Regarding Brahama D. Sharma's letter (June 2-9), "Biodiesel still requires combustion":

Yes, it does. And so do almost all forms of vehicle transportation, excepting an electric car plugged into an all-solar home, or perhaps nuclear power. Mr. Sharma fails to note that while burning biodiesel does produce carbon emissions, the carbon produced is contained within a closed circle. That is, biodiesel is made from plant-based oils. These plants, as do all plants, absorb CO2 as a part of their energy cycle. When the oil is burned, the CO2 released is equal to the CO2 that is used by a growing crop of plants to be used for production of the same amount of biodiesel. Nothing left over. Petroleum takes millions of years to turn plants into a usable, carbon-based fuel source. When burned, this carbon would take millions of years to return to being a plant-based petroleum source. This circle takes too long to get back to its starting point, hence the rising levels of CO2 present today.
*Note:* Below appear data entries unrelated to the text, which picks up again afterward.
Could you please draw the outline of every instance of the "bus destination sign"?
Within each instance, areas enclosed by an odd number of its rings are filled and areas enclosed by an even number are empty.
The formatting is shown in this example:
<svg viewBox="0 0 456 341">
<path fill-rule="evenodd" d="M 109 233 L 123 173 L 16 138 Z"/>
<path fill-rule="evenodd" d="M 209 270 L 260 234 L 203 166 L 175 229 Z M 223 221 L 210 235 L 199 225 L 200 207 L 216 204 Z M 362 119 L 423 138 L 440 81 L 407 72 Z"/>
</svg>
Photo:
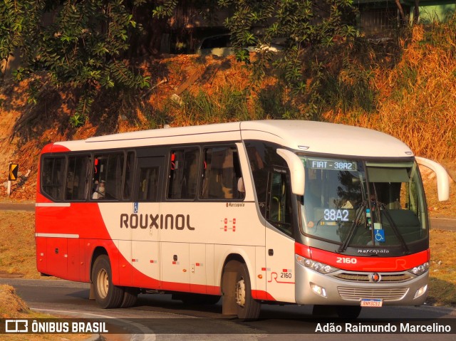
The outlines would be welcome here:
<svg viewBox="0 0 456 341">
<path fill-rule="evenodd" d="M 307 168 L 313 169 L 335 169 L 335 170 L 358 170 L 358 164 L 355 161 L 346 160 L 326 160 L 322 159 L 309 159 Z"/>
</svg>

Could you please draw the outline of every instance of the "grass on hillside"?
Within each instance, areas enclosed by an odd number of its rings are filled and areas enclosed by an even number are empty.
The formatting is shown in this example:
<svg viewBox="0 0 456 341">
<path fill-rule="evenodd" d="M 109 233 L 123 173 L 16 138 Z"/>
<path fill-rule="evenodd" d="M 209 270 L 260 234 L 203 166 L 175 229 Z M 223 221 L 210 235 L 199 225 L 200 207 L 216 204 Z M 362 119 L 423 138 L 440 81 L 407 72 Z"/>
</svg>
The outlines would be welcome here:
<svg viewBox="0 0 456 341">
<path fill-rule="evenodd" d="M 35 262 L 33 226 L 33 212 L 0 211 L 0 273 L 21 273 L 26 278 L 40 277 Z M 431 230 L 430 249 L 428 302 L 456 306 L 456 254 L 453 252 L 456 232 Z"/>
</svg>

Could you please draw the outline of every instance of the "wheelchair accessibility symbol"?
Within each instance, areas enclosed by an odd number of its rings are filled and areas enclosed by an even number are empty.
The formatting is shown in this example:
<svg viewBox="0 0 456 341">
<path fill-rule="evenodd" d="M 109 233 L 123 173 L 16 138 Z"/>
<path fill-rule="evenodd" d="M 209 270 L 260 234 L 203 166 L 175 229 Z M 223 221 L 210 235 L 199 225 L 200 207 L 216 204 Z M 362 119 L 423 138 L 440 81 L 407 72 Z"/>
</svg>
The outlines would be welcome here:
<svg viewBox="0 0 456 341">
<path fill-rule="evenodd" d="M 383 230 L 375 230 L 375 241 L 379 243 L 385 242 L 385 231 Z"/>
</svg>

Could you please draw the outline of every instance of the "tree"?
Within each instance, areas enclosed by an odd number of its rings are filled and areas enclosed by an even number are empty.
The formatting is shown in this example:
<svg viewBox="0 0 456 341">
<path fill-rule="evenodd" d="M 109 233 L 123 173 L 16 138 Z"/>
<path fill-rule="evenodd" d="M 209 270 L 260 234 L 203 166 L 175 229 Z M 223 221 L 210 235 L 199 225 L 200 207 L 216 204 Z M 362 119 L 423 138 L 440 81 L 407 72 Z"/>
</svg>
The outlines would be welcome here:
<svg viewBox="0 0 456 341">
<path fill-rule="evenodd" d="M 7 63 L 13 54 L 21 56 L 17 79 L 44 70 L 53 86 L 75 89 L 80 97 L 72 124 L 78 125 L 100 91 L 149 86 L 148 78 L 128 58 L 156 52 L 154 42 L 160 42 L 166 19 L 177 6 L 190 6 L 206 15 L 228 8 L 232 15 L 225 25 L 237 58 L 252 68 L 257 79 L 274 72 L 288 90 L 304 95 L 294 100 L 311 104 L 314 90 L 320 86 L 321 47 L 357 33 L 348 20 L 352 1 L 4 0 L 0 58 Z M 51 20 L 45 23 L 46 16 Z M 274 55 L 267 46 L 278 38 L 284 40 L 285 51 Z M 252 44 L 259 51 L 254 61 L 243 49 Z"/>
<path fill-rule="evenodd" d="M 165 0 L 154 10 L 154 15 L 170 15 L 180 3 Z M 257 79 L 271 73 L 278 75 L 284 86 L 301 95 L 294 97 L 294 100 L 300 98 L 309 103 L 306 108 L 309 116 L 314 115 L 315 98 L 312 97 L 320 86 L 321 65 L 316 53 L 322 47 L 346 42 L 358 34 L 351 24 L 355 13 L 352 0 L 207 0 L 196 1 L 197 4 L 201 10 L 229 9 L 232 15 L 226 20 L 225 26 L 237 49 L 237 58 L 252 63 Z M 268 46 L 279 39 L 284 51 L 276 54 Z M 256 46 L 259 52 L 253 62 L 243 48 L 252 46 Z"/>
<path fill-rule="evenodd" d="M 400 0 L 394 0 L 396 4 L 396 6 L 398 7 L 398 10 L 399 11 L 399 15 L 400 16 L 400 19 L 403 22 L 407 22 L 407 16 L 405 16 L 405 13 L 404 12 L 404 9 L 400 4 Z M 418 23 L 420 20 L 420 0 L 414 0 L 414 7 L 413 7 L 413 24 L 416 24 Z"/>
<path fill-rule="evenodd" d="M 0 58 L 8 61 L 20 53 L 19 80 L 45 70 L 53 85 L 78 90 L 81 95 L 72 123 L 79 125 L 100 90 L 148 86 L 148 78 L 123 60 L 130 38 L 141 32 L 133 9 L 145 2 L 5 0 L 0 4 Z M 50 23 L 43 22 L 46 15 Z"/>
</svg>

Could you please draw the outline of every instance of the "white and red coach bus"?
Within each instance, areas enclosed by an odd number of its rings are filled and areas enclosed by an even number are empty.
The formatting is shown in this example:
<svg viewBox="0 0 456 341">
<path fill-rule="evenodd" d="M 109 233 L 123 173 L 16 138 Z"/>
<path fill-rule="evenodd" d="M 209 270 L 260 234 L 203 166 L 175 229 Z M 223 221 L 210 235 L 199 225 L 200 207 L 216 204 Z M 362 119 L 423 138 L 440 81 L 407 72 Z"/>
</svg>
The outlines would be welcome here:
<svg viewBox="0 0 456 341">
<path fill-rule="evenodd" d="M 141 293 L 214 303 L 243 319 L 261 303 L 417 305 L 429 221 L 400 141 L 308 121 L 252 121 L 56 142 L 41 152 L 38 271 L 90 283 L 103 308 Z"/>
</svg>

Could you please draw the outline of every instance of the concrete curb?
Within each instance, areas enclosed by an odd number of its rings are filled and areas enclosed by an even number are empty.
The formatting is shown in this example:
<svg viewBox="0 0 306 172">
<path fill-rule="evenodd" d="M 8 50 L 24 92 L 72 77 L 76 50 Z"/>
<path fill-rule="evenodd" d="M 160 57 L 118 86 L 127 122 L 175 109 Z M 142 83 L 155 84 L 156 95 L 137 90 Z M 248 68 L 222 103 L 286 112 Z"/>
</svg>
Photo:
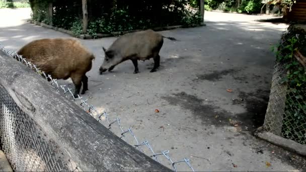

Biodiesel can be produced locally, it is nontoxic, it provides a true, valuable market for crops that traditionally have been heavily subsidized, and it literally cleans one's engine. That is not to say that biodiesel answers all our energy problems; far from it. We could all do a lot by the three R's: reducing, reusing, recycling, and, while biodiesel fits well into this idea, petroleum never will. Yes, biodiesel fuels egos too, and it's okay to feel good about doing something that makes a measurable, smellable, difference.